Steven Wu, direttore operativo della piattaforma di tokenizzazione Clearpool, ha detto a Decrypt che l’approvazione “inizia a rendere le azioni quotate più programmabili, non solo più digitali” e che “la struttura di mercato è già passata da T+3 a T+1, ma l’obiettivo finale è T+0 e mercati continui, 24/7.”
Samar Sen, responsabile dei mercati internazionali presso la società di asset digitali istituzionali Talos, ha osservato che “le istituzioni guarderanno da vicino a come i titoli tokenizzati si inseriscono nell’infrastruttura post-trade, soprattutto laddove il regolamento passa ancora attraverso sistemi centrali di compensazione e regolamento.”
Per l’ecosistema delle criptovalute in particolare, l’approvazione convalida il presupposto tecnologico secondo cui la tenuta dei registri basata su blockchain può operare all’interno di un’infrastruttura finanziaria regolamentata senza richiedere un regime normativo separato.
Bitcoin (BTC) ed Ethereum (ETH) non sono direttamente influenzati dalla decisione, ma l’accresciuta accettazione di binari blockchain per il regolamento di asset tradizionali rafforza il caso istituzionale per l’infrastruttura che queste reti forniscono.
La commissaria SEC Hester Peirce, che guida la task force dell’agenzia sulle criptovalute, ha definito il pilota della DTC “un passo promettente lungo il percorso della tokenizzazione.”
Cosa succede dopo
Le prime operazioni regolate tramite token su Nasdaq potrebbero avere luogo entro la fine del terzo trimestre del 2026, una volta che la DTC avrà completato gli aggiornamenti di sistema necessari e che i partecipanti idonei saranno stati onboardati.
Nasdaq è tenuta a emettere un Equity Trader Alert almeno 30 giorni prima di accettare titoli tokenizzati per la negoziazione.
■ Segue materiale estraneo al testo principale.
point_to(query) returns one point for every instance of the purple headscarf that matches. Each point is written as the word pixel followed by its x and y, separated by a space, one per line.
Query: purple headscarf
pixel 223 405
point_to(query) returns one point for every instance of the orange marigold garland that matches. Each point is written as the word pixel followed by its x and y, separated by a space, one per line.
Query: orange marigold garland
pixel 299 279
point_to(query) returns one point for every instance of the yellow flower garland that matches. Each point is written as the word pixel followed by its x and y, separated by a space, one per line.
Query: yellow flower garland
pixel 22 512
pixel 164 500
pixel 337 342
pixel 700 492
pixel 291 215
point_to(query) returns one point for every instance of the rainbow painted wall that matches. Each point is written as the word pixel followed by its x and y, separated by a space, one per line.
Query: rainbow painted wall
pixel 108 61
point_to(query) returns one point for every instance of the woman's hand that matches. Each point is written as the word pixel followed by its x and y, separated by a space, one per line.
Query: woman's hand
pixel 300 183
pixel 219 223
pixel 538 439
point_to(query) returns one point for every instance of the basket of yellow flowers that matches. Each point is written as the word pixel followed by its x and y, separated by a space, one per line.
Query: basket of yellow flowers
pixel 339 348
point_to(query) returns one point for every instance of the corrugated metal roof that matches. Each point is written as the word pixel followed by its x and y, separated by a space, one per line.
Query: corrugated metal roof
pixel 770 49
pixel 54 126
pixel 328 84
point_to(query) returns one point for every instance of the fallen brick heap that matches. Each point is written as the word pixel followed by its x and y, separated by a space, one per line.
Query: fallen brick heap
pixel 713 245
Qualsiasi espansione oltre l’attuale ambito del pilota, o modifica delle modalità con cui la tokenizzazione è implementata, richiederà separati dossier e approvazioni della SEC.
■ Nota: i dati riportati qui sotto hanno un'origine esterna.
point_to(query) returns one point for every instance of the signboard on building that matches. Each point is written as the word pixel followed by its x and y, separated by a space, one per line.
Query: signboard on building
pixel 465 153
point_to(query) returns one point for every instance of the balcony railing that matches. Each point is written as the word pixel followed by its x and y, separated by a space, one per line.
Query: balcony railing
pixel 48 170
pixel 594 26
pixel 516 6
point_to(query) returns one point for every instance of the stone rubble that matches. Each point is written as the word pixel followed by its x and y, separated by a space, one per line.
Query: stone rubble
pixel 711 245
Le domande senza risposta sono sostanziali. Se le azioni tokenizzate e quelle tradizionali svilupperanno differenze significative di liquidità, come i broker-dealer gestiranno inventari in doppio formato e se gli emittenti cercheranno o resisteranno alla tokenizzazione delle proprie azioni senza un loro esplicito consenso sono tutte questioni aperte.
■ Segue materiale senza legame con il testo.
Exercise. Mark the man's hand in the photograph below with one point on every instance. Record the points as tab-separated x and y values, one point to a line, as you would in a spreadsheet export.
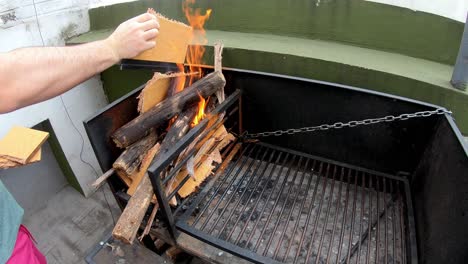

La stessa Nasdaq ha riconosciuto nella sua documentazione che non può impedire ad altri mercati di tokenizzare in modo indipendente gli stessi titoli e ha incoraggiato la SEC ad affrontare la questione mentre sviluppa un quadro regolamentare più ampio.
L’approvazione rappresenta l’inizio di una transizione infrastrutturale, non la sua conclusione. L’impatto pratico immediato è limitato: il regolamento resta T+1, le entitlements tokenizzate non possono fungere da garanzia e il pilota copre solo gli asset più liquidi.
Le implicazioni strutturali, tuttavia, si estendono oltre. Se il pilota opererà senza grandi incidenti, il percorso verso l’espansione dei titoli ammissibili, il riconoscimento di valore di garanzia alle posizioni tokenizzate, l’introduzione del regolamento in cash digitale e, in ultima analisi, il raggiungimento di un trading continuo T+0 diventerà una questione di ingegneria e di sequenziamento regolamentare più che una questione di principio.
La SEC ha risposto alla domanda se le azioni tokenizzate appartengano o meno a una borsa valori nazionale. Ora sarà il mercato a rispondere se verranno utilizzate.